Secondo quanto riportato anche da The New Republic, il CEO ha dichiarato che l’IA “sconvolgerà gli elettori con una formazione umanistica”, tradizionalmente associati a posizioni progressiste, contribuendo a una redistribuzione del potere sociale. Karp ha inoltre sottolineato la necessità di gestire le conseguenze occupazionali della tecnologia, in particolare per coloro che potrebbero ritrovarsi in lavori “meno gratificanti”.
Un contesto già critico
Le affermazioni si inseriscono in un quadro già complesso. Palantir è nota per le sue collaborazioni con enti governativi e militari, tra cui l’agenzia statunitense Immigration and Customs Enforcement e le forze armate internazionali. L’uso dell’IA in ambito di sorveglianza e difesa è oggetto di crescente scrutinio da parte di accademici e organizzazioni per i diritti civili.
Altri dirigenti dell’azienda hanno espresso posizioni controverse. Joe Lonsdale ha recentemente invocato un ritorno alla “leadership maschile”, mentre Louis Mosley ha criticato la cosiddetta “classe del cordino”, ovvero i professionisti burocratici, sostenendo che l’IA potrebbe sostituirli.
Implicazioni etiche e sociali
Queste dichiarazioni sollevano interrogativi rilevanti sul ruolo dell’intelligenza artificiale nella ridefinizione degli equilibri sociali. Studi della Commissione europea e dell’OCSE evidenziano come l’IA possa amplificare disuguaglianze esistenti se non regolata adeguatamente, soprattutto in termini di accesso al lavoro qualificato e inclusione di genere.

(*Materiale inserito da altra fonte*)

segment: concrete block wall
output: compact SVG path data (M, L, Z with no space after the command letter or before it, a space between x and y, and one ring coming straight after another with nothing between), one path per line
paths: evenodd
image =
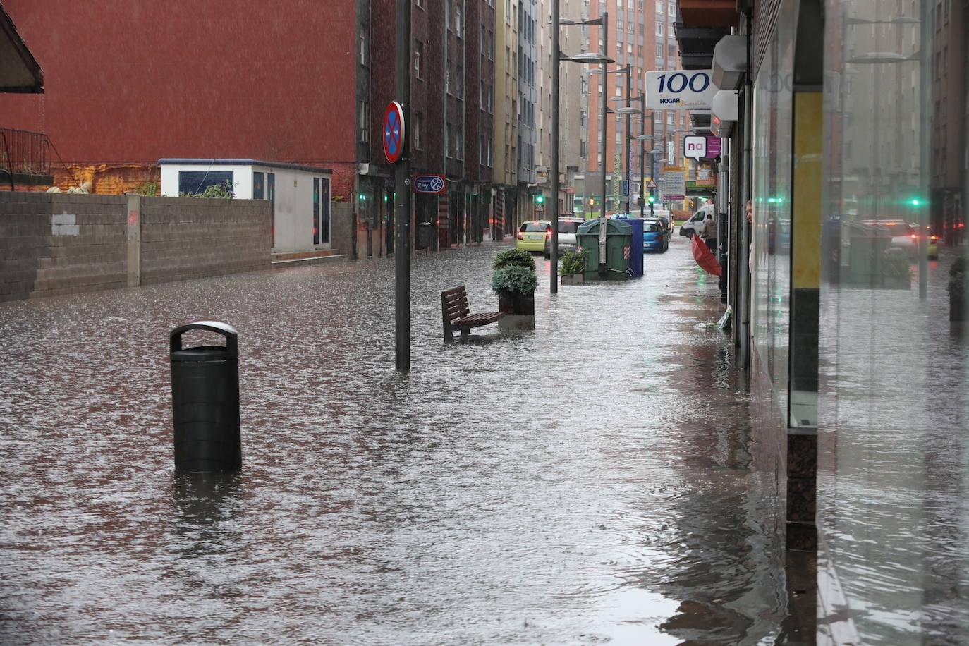
M125 199L0 192L0 301L126 284Z
M0 191L0 301L270 266L269 202Z
M265 200L141 199L142 285L267 269Z

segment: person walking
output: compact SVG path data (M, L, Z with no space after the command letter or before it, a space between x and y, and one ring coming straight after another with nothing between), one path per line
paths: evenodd
M710 251L716 252L717 250L717 223L713 220L713 214L707 213L706 218L703 220L703 231L700 233L700 237L703 238L703 242Z

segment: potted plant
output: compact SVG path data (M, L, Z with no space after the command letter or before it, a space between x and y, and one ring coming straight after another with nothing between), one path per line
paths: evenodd
M966 320L969 303L969 256L956 258L949 267L949 320L962 323Z
M585 261L589 253L584 249L570 251L562 255L562 266L558 273L562 276L562 285L581 285L584 281Z
M883 288L909 290L912 288L912 269L909 260L900 249L890 249L882 253L881 274Z
M539 279L527 267L510 264L496 269L491 290L498 294L498 310L507 316L535 316L535 288Z
M527 251L506 249L494 257L494 268L501 269L508 266L525 267L535 271L535 259Z
M527 251L506 249L494 257L491 289L498 294L498 310L504 312L506 318L535 316L537 285L535 260Z

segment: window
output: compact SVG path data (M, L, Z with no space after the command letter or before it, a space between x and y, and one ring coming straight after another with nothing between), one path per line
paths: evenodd
M179 170L178 195L195 196L205 192L209 186L229 183L235 186L232 170Z
M359 116L359 140L362 143L370 142L370 102L365 99L360 102Z
M252 199L253 200L266 200L266 184L265 173L253 172L252 173Z
M464 0L454 0L454 33L458 38L464 37Z

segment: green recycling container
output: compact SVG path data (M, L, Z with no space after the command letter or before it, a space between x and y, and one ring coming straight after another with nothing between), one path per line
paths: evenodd
M599 272L600 220L587 220L578 226L576 241L589 253L585 261L585 280L629 280L629 257L633 251L633 227L622 220L606 220L606 273ZM642 250L640 250L642 253Z

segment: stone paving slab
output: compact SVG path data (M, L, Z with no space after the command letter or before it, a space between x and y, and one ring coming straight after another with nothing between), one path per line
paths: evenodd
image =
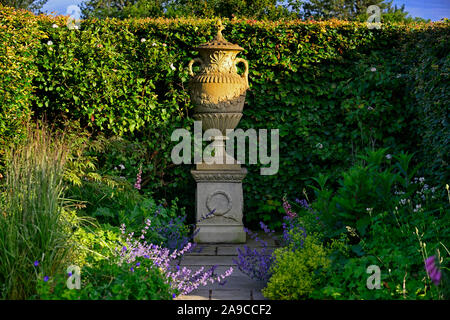
M279 243L268 237L260 235L260 238L267 241L267 252L270 254ZM234 264L233 258L237 257L237 248L243 248L247 245L251 249L261 249L262 245L255 240L248 238L246 244L226 244L211 243L199 244L195 251L202 248L200 252L192 252L185 255L181 262L181 267L186 267L194 272L205 267L205 270L212 266L217 266L214 275L225 273L230 267L233 267L233 273L227 277L224 285L218 283L208 284L200 287L186 296L179 296L177 300L267 300L261 293L265 283L253 280L242 273Z
M209 289L197 289L192 291L189 295L178 296L174 300L210 300L210 290Z
M250 290L213 290L211 300L250 300Z
M232 266L230 256L187 256L183 257L180 266Z
M197 245L192 252L186 253L185 256L215 256L217 255L216 246Z
M242 251L244 251L244 247L243 246L236 246L236 247L224 247L224 246L220 246L217 247L217 255L218 256L237 256L238 255L238 251L237 249L241 248ZM251 250L258 250L259 252L261 252L262 247L250 247ZM272 254L273 250L276 249L276 247L273 246L268 246L267 249L265 250L265 253L267 253L267 255Z
M229 276L225 278L226 282L224 285L219 283L213 283L208 286L208 288L215 290L250 290L259 291L265 287L265 284L260 281L255 281L250 279L246 275L243 276Z

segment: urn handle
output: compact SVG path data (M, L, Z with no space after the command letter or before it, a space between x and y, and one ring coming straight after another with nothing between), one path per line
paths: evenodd
M248 88L248 61L242 58L236 58L236 64L238 64L239 62L242 62L245 65L245 71L241 77L245 78L245 84Z
M191 61L189 61L188 69L189 69L189 75L190 75L191 77L194 76L194 72L192 71L192 65L193 65L194 63L196 63L196 62L200 62L200 64L203 64L203 60L200 59L200 58L194 58L194 59L192 59Z

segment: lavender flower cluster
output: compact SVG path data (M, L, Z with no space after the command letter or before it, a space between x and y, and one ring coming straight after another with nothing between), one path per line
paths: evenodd
M431 281L438 286L441 282L442 273L441 270L436 266L436 256L431 256L425 260L425 270L430 277Z
M195 272L186 267L180 268L174 261L192 250L194 245L189 242L181 250L174 250L171 252L168 248L142 241L145 239L145 234L150 226L151 221L150 219L147 219L144 229L141 230L142 235L139 237L139 240L134 239L134 233L131 232L126 237L126 245L122 247L122 249L116 248L116 253L119 256L119 263L122 264L126 262L133 264L138 257L152 260L153 267L159 268L171 288L179 294L188 294L197 289L200 285L206 286L208 283L218 282L221 284L226 277L229 277L233 273L233 268L229 268L221 275L214 275L217 266L206 270L202 267ZM121 232L124 236L125 229L126 226L122 225ZM135 267L130 269L130 271L133 272L134 268L139 267L140 263L136 263Z
M263 222L260 222L260 226L266 234L272 236L274 233ZM267 282L270 279L270 267L274 261L271 252L267 248L267 241L260 239L256 233L251 232L247 228L244 228L244 230L252 239L261 243L262 248L260 250L252 250L247 245L244 246L244 250L238 248L238 257L233 259L233 262L241 272L250 278Z

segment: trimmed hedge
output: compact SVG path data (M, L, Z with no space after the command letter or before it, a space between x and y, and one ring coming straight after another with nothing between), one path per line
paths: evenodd
M0 7L0 25L11 14ZM32 78L34 116L45 114L56 123L77 119L94 132L140 141L147 150L142 157L146 187L166 198L178 196L193 208L191 166L171 164L170 135L178 127L192 129L187 64L197 56L193 48L216 33L215 22L93 19L83 21L80 30L68 30L65 17L21 19L36 21L29 27L46 36L40 42L33 38L39 45L27 51L38 70ZM381 30L337 20L225 23L225 37L245 49L239 56L250 63L239 127L280 130L279 173L261 176L259 165L247 166L247 222L279 225L284 193L300 195L318 172L337 176L362 149L421 150L428 152L423 159L433 158L448 137L447 125L438 130L432 124L446 114L442 75L429 79L427 69L422 76L413 71L423 59L432 59L415 47L417 41L428 48L438 37L445 46L448 21L385 24ZM2 39L1 47L11 46ZM448 50L439 59L448 68ZM428 91L423 81L441 91ZM0 88L10 82L0 79ZM422 121L427 108L434 116ZM443 163L433 163L428 174L440 170L435 181L443 182L448 174Z
M23 136L31 115L36 55L43 36L32 13L0 5L0 173L5 147Z

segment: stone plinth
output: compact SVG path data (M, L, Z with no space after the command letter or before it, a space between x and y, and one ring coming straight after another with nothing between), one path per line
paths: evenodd
M245 243L242 223L242 180L245 168L238 170L192 170L197 182L197 243ZM214 213L209 214L211 211ZM206 217L206 218L205 218Z

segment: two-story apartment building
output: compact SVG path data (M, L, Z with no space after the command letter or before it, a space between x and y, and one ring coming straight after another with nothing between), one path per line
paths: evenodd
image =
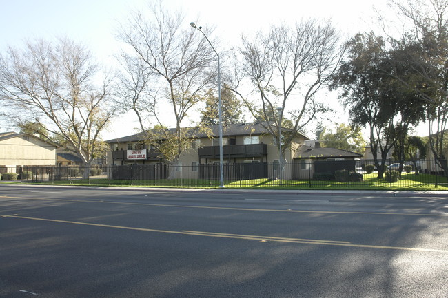
M181 156L179 164L191 166L194 171L200 164L219 162L218 126L209 127L208 134L198 132L191 136L192 147ZM308 138L298 134L291 148L285 153L285 160L292 160L296 149ZM162 162L160 154L143 142L143 134L109 140L111 151L108 164L154 164ZM278 147L260 123L238 123L223 128L223 156L225 164L278 162ZM186 167L184 167L185 171Z

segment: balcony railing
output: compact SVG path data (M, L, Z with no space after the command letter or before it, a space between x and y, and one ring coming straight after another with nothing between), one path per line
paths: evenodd
M267 152L266 144L223 146L223 156L226 158L261 157L266 156ZM206 146L199 148L199 158L219 158L219 146Z

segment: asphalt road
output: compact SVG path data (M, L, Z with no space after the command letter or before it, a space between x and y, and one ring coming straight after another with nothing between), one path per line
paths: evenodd
M1 297L448 297L446 195L0 185Z

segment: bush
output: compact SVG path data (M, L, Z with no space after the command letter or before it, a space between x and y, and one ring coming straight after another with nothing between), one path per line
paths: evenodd
M363 174L356 172L350 172L349 174L350 181L361 182L363 181Z
M390 183L395 183L398 181L400 173L398 171L387 171L385 173L385 180Z
M313 174L313 179L315 180L334 180L334 175L332 173L314 173Z
M3 173L1 174L1 179L3 180L15 180L17 179L17 174L15 173Z
M410 164L407 164L403 167L403 170L407 173L411 173L411 171L412 171L412 166Z
M78 167L70 167L68 169L68 173L70 177L75 177L79 173L79 168Z
M375 169L375 166L373 165L373 164L367 164L367 165L365 166L364 168L365 168L365 171L366 171L368 174L371 174L371 173L373 173L374 170Z
M336 181L340 182L346 182L349 181L349 171L347 170L338 170L334 172L334 178Z
M101 175L103 171L101 169L98 168L92 168L90 169L90 175L91 176L97 176Z
M23 171L20 173L19 179L30 179L32 178L32 172L31 171Z

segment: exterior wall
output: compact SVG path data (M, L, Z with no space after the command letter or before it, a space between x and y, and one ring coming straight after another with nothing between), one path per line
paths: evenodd
M0 141L0 164L55 165L56 147L30 136ZM27 140L28 138L28 140Z
M392 153L393 153L394 149L391 149L387 152L387 157L386 158L387 159L391 159L392 158ZM378 158L381 158L381 157L378 155ZM370 146L367 146L365 147L365 151L364 151L364 156L361 158L361 159L363 160L373 160L374 159L374 156L371 153L371 151L370 150Z
M257 136L257 135L253 135ZM234 139L236 145L244 145L244 137L249 136L223 136L223 145L227 145L230 144L230 139ZM214 139L215 144L218 140L218 138ZM299 144L296 145L293 144L292 148L289 149L286 151L284 158L287 162L290 162L292 160L292 157L295 150L300 146L301 144L303 144L305 141L305 138L303 136L298 136L294 139L295 142L300 142ZM200 147L208 147L213 146L214 139L210 139L208 138L201 138L200 139ZM254 157L254 158L231 158L230 160L228 158L224 157L224 162L230 162L230 163L240 163L240 162L249 162L254 160L258 160L259 162L268 162L273 163L275 160L278 160L278 147L275 144L272 138L269 135L261 135L259 136L259 143L263 143L266 145L267 149L267 156L263 157ZM128 144L125 142L120 143L118 146L112 145L111 148L116 148L119 150L126 150L128 148ZM108 153L107 156L108 164L113 164L113 159L112 157L112 151ZM192 148L189 151L183 153L179 158L179 164L182 166L189 166L189 167L182 167L183 171L190 171L192 173L190 173L189 175L191 175L194 177L195 175L197 175L197 172L192 170L195 169L193 167L193 162L196 162L197 163L214 163L219 162L219 158L201 158L199 160L198 152L197 148ZM124 160L123 164L151 164L154 163L159 162L159 161L151 161L151 160ZM117 164L121 165L122 164L121 161L116 162ZM183 173L183 175L185 173Z

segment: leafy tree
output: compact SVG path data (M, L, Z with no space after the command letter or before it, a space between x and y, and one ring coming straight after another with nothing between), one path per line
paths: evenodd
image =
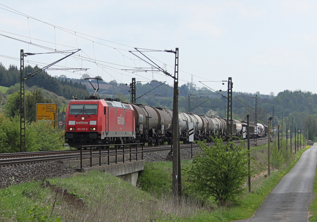
M210 109L206 113L206 115L210 118L219 117L219 113L218 111L215 111Z
M306 116L304 120L304 126L306 129L308 130L308 139L314 139L317 134L317 114Z
M197 152L191 165L183 168L185 188L205 200L213 197L222 206L236 200L243 194L250 158L244 142L223 144L223 139L213 139L215 145L209 147L197 141L202 153Z
M84 73L84 74L83 74L82 76L81 77L81 78L82 79L85 78L89 78L89 77L90 77L90 76L89 76L87 73Z
M17 91L7 96L5 112L9 116L13 117L20 108L20 91ZM40 89L31 91L25 90L25 114L26 120L36 121L36 103L52 103L50 100L44 98Z

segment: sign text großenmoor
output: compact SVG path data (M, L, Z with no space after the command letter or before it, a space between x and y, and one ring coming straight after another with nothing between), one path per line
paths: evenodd
M45 121L56 126L57 106L55 103L36 104L36 122Z

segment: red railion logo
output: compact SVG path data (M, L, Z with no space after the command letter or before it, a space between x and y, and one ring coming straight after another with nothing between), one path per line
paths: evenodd
M88 122L84 122L84 121L79 121L76 122L76 124L88 124Z
M121 114L120 114L120 116L118 116L118 125L124 125L124 117L122 116Z

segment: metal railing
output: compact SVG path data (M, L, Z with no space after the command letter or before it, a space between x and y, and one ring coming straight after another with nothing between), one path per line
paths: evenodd
M110 164L110 157L111 156L115 156L115 163L118 163L118 155L122 155L122 162L125 162L124 156L126 154L130 154L130 161L132 161L131 156L132 154L135 154L136 160L138 160L138 154L141 153L141 159L143 159L143 143L129 143L125 144L111 144L108 145L92 145L87 146L81 146L80 147L80 168L82 168L82 160L83 157L90 157L90 167L93 166L93 157L98 157L99 159L99 166L101 165L101 157L106 156L108 158L108 165ZM113 152L110 152L110 147L113 146L113 148L115 149L115 151L113 153ZM107 151L103 152L103 153L101 153L101 147L108 147ZM135 147L133 147L133 146ZM99 153L93 153L93 148L98 148L99 150ZM83 155L82 149L90 148L90 152L88 155ZM141 150L139 150L141 148ZM128 151L126 151L126 149L127 149ZM120 149L120 150L118 150ZM105 150L106 149L105 149ZM127 151L127 152L126 151Z

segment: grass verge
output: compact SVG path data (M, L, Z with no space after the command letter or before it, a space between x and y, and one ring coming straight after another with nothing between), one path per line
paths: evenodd
M316 198L317 195L317 170L315 172L313 192L314 195L309 206L309 212L308 213L311 216L308 218L308 220L310 222L317 222L317 198Z

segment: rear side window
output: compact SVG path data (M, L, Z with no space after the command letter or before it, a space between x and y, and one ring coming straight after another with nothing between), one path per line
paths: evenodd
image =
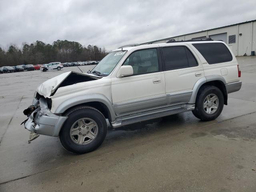
M166 70L197 66L196 60L190 51L185 46L172 46L162 48Z
M192 44L209 64L231 61L232 55L228 48L222 43L195 43Z

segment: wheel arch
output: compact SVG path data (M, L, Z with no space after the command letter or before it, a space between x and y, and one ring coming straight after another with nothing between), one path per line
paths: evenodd
M111 121L114 121L116 118L116 113L110 101L105 96L99 94L87 94L68 99L57 108L55 113L63 114L73 108L81 106L95 108Z
M224 97L224 104L228 104L228 93L225 85L226 82L225 79L221 76L219 75L213 75L206 76L202 78L196 83L193 88L193 93L189 102L190 104L195 104L197 93L198 90L202 86L204 85L211 85L215 86L219 88L222 92Z

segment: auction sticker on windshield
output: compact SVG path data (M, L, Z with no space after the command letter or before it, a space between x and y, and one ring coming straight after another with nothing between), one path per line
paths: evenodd
M116 56L117 55L123 55L124 53L125 53L125 51L119 51L119 52L117 52L114 56Z

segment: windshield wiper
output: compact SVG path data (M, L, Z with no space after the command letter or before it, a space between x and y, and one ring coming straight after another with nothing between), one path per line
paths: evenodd
M98 75L98 76L102 76L102 75L101 74L101 73L100 72L99 72L98 71L94 70L91 72L92 73L96 73Z

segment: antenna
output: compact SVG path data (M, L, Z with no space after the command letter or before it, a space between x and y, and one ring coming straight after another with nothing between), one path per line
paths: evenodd
M78 67L78 65L77 65L76 66L78 67L78 69L79 69L79 70L80 70L82 73L83 73L83 72L82 71L82 70L81 70L81 69Z

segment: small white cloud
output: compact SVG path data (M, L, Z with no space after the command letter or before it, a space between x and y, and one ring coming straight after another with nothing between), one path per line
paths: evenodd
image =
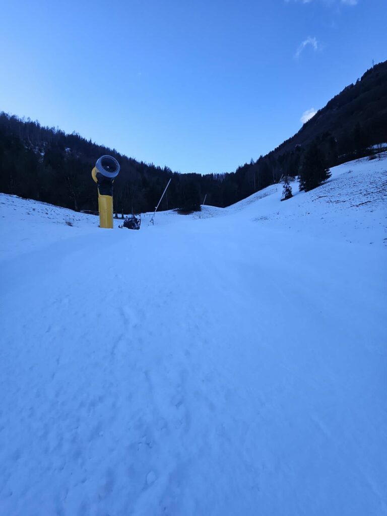
M315 38L311 38L310 36L308 36L305 40L304 40L298 48L297 50L297 52L294 55L295 57L299 57L301 55L301 52L304 50L305 46L308 46L308 45L311 45L311 46L314 50L317 50L318 48L318 43L317 43L317 40Z
M304 124L305 122L308 122L310 120L311 118L315 116L317 113L317 111L315 109L314 107L312 107L310 109L308 109L307 111L304 111L302 113L302 116L300 119L300 121Z

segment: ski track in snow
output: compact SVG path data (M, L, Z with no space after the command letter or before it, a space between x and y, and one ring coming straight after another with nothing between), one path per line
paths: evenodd
M138 232L0 195L0 514L387 514L386 171Z

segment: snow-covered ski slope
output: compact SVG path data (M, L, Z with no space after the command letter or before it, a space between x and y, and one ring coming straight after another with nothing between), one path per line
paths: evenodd
M0 196L0 514L387 514L387 155L332 171L139 231Z

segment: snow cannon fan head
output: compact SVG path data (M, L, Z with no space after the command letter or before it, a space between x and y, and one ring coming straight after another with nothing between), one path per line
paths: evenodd
M120 164L112 156L101 156L95 164L96 171L109 179L114 179L120 172Z

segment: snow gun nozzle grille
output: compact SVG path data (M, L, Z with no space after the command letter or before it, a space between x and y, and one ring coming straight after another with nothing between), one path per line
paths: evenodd
M97 160L95 168L103 175L110 179L118 175L120 172L120 165L112 156L101 156Z

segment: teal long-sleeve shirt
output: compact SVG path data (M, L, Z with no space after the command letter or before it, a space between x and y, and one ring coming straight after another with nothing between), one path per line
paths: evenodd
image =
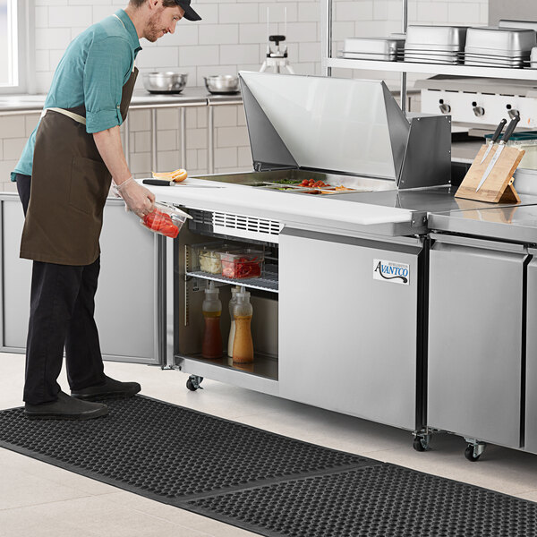
M121 125L123 87L129 80L134 59L141 50L134 24L120 9L76 37L65 50L54 73L44 108L86 107L86 132L106 131ZM36 145L35 128L12 173L31 175Z

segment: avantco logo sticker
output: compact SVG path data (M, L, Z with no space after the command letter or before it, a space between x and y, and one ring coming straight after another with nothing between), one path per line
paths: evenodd
M373 260L373 279L408 286L410 265L384 260Z

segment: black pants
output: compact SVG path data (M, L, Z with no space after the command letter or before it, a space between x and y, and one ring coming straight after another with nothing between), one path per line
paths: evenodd
M17 175L24 214L31 177ZM93 318L100 260L83 267L33 261L24 401L55 401L64 347L71 389L102 383L103 360Z

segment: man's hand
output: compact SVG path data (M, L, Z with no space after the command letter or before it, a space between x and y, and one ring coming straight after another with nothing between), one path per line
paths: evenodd
M141 217L152 212L155 196L132 179L123 152L119 127L94 132L93 139L127 208Z
M136 183L132 177L118 184L117 190L129 210L141 218L155 210L155 194Z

🔎 Approfondimento e cronologia
- 2020 – La Commissione europea pubblica il Libro Bianco sull’IA
https://commission.europa.eu - 2023 – L’OCSE aggiorna le linee guida sull’IA responsabile
https://oecd.org - 2024 – Il Parlamento UE approva l’AI Act
https://europarl.europa.eu
Consigli di approfondimento:
- UNESCO – Etica dell’IA: https://unesco.org
- World Economic Forum – Future of Jobs Report: https://weforum.org
📊 Abstract: opportunità e rischi
L’intelligenza artificiale rappresenta una leva potente per la trasformazione economica e produttiva. Tuttavia, le dichiarazioni di Karp evidenziano un rischio concreto: che l’adozione non regolata dell’IA possa accentuare divisioni di genere e classe.
Pro: aumento produttività, nuove opportunità per lavori tecnici, efficienza amministrativa.
Rischi: polarizzazione sociale, esclusione di categorie istruite ma non tecniche, uso politico della tecnologia.
Nel lungo periodo, la governance dell’IA sarà determinante per evitare derive discriminatorie e garantire un’equa distribuzione dei benefici tecnologici.